You really need to understand this technology, and this course is a great place to get that understanding.
You might just be following the news reports about AI and interested in finding out more about the hottest new technology of the moment.
Whoever you are, this course will guide you through your first machine learning project.
Notice: this course is designed to introduce you to Machine Learning without needing any programming.
That means that it doesn’t cover the programming based machine learning tools like python and TensorFlow.
Rating: 4,.7 (1, 608)
Students Enrolled: 49, 205.
Duration: 22 hours.
Machine Learning technology is set to revolutionize almost any area of human life and work.

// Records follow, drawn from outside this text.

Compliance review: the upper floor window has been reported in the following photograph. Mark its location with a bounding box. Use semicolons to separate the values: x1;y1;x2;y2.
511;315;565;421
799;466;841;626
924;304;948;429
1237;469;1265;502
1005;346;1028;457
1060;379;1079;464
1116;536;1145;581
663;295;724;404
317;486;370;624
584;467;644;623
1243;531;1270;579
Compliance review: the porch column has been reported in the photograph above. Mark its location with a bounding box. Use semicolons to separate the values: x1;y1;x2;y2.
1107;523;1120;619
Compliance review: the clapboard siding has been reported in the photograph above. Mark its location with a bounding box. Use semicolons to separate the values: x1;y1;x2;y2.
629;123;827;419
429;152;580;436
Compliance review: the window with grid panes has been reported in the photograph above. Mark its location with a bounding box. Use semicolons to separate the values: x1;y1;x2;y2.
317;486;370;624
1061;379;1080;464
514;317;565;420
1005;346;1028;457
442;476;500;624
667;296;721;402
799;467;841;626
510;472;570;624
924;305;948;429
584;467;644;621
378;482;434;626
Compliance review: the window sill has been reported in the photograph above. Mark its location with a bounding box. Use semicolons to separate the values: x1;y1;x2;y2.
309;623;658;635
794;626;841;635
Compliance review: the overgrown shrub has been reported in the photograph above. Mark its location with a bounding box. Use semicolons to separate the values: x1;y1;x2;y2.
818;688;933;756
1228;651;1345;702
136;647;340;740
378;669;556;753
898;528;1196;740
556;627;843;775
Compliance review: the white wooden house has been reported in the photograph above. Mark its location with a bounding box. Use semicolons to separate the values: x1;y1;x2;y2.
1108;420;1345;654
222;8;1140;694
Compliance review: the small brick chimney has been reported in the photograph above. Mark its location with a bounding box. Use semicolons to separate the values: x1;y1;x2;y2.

And so will affect all our lives, and so you are likely to want to find out more about it.
Machine Learning has a reputation for being one of the most complex areas of computer science, requiring advanced mathematics and engineering skills to understand it.
While it is true that working as a Machine Learning engineer does involve a lot of mathematics and programming…
I believe that anyone can understand the basic concepts of Machine Learning, and given the importance of this technology, everyone should.
The big AI breakthroughs sound like science fiction, but they come down to a simple idea: the use of data to train statistical algorithms.
Have you ever taken any of these Machine learning courses on Coursera before?
If yes, please share your experience in the comments.